By default, Monitored Individual discovery ignores case in the domain portion of the email address but not the name portion. For example, John.DOE@URL.COM will match John.DOE@url.com, but not john.doe@url.com.
To ignore case in the entire email address during Monitored Individual discovery, use the Discover Monitored Individuals Ignores Case
setting. For example, John.DOE@URL.COM will match always John.DOE@url.com, but only match john.doe@url.com if Discover Monitored Individuals Ignores Case is set to true.
Monitored Individual Discovery On Merge1 Data Sources
Merge1’s EWS Data Source only looks for Monitored Individuals in the X-UserMailbox
header of an email. This header is provided by Merge1 and typically contains exactly one Monitored Individual.
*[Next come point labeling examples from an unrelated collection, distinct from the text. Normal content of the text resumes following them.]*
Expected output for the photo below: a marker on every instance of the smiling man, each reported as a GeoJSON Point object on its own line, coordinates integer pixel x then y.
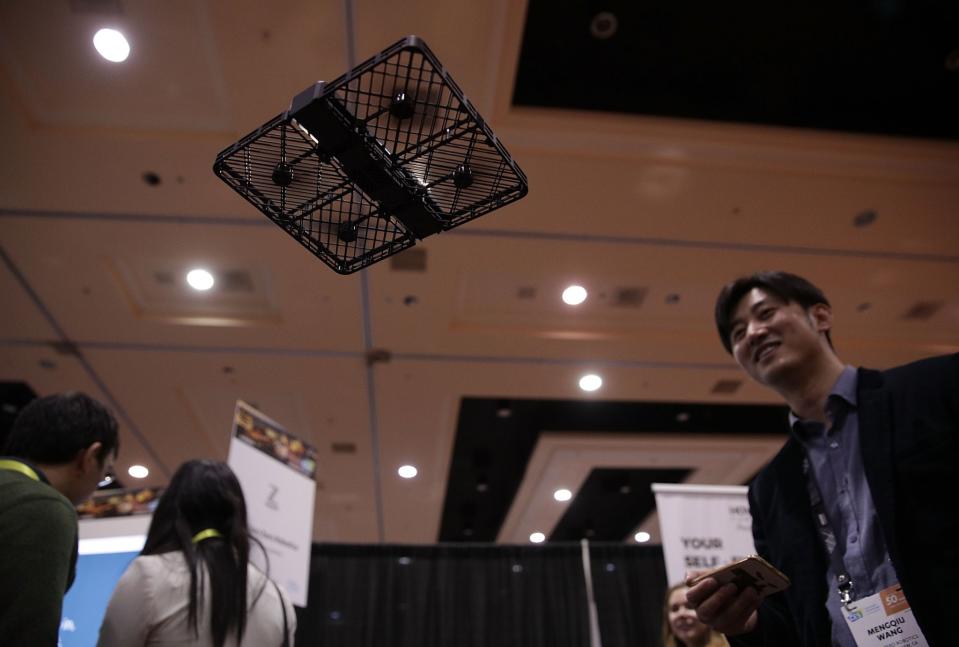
{"type": "Point", "coordinates": [857, 508]}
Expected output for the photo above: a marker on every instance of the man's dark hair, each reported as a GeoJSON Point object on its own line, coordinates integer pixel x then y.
{"type": "Point", "coordinates": [788, 287]}
{"type": "Point", "coordinates": [54, 428]}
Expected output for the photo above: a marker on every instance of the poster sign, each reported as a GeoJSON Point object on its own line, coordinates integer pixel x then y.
{"type": "Point", "coordinates": [702, 526]}
{"type": "Point", "coordinates": [277, 471]}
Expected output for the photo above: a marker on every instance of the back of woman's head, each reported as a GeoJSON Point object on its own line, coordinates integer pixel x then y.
{"type": "Point", "coordinates": [202, 514]}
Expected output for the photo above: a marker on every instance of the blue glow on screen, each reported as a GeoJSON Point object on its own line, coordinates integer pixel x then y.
{"type": "Point", "coordinates": [86, 601]}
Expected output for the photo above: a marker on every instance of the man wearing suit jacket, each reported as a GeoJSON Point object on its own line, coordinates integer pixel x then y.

Monitored Individual Discovery On Other Data Sources
All other data sources discover Monitored Individuals based on the FROM
, TO
, CC
, and BCC
headers. Any Monitored Individual on the Data Source with an identifier (primary or secondary) contained in any of these headers will be associated with the document.
Supported File Formats
Discovery of monitored individuals is based on finding the email addresses of monitored individuals in the headers of an email file. Therefore, it will only work properly on .eml
, .msg
, and .rsmf
(Relativity Short Message Format) files. Any other file format is not currently supported.
Usage of Alternative Monitored Individual Identifier Field
Alternative Monitored Individual Identifier field give possibility to choose Fixed-Length Text field from Monitored Individual which we indicate to be main identifier to retrieve data from source. After retrieve, Monitored Individuals are always link to proper Identifier field.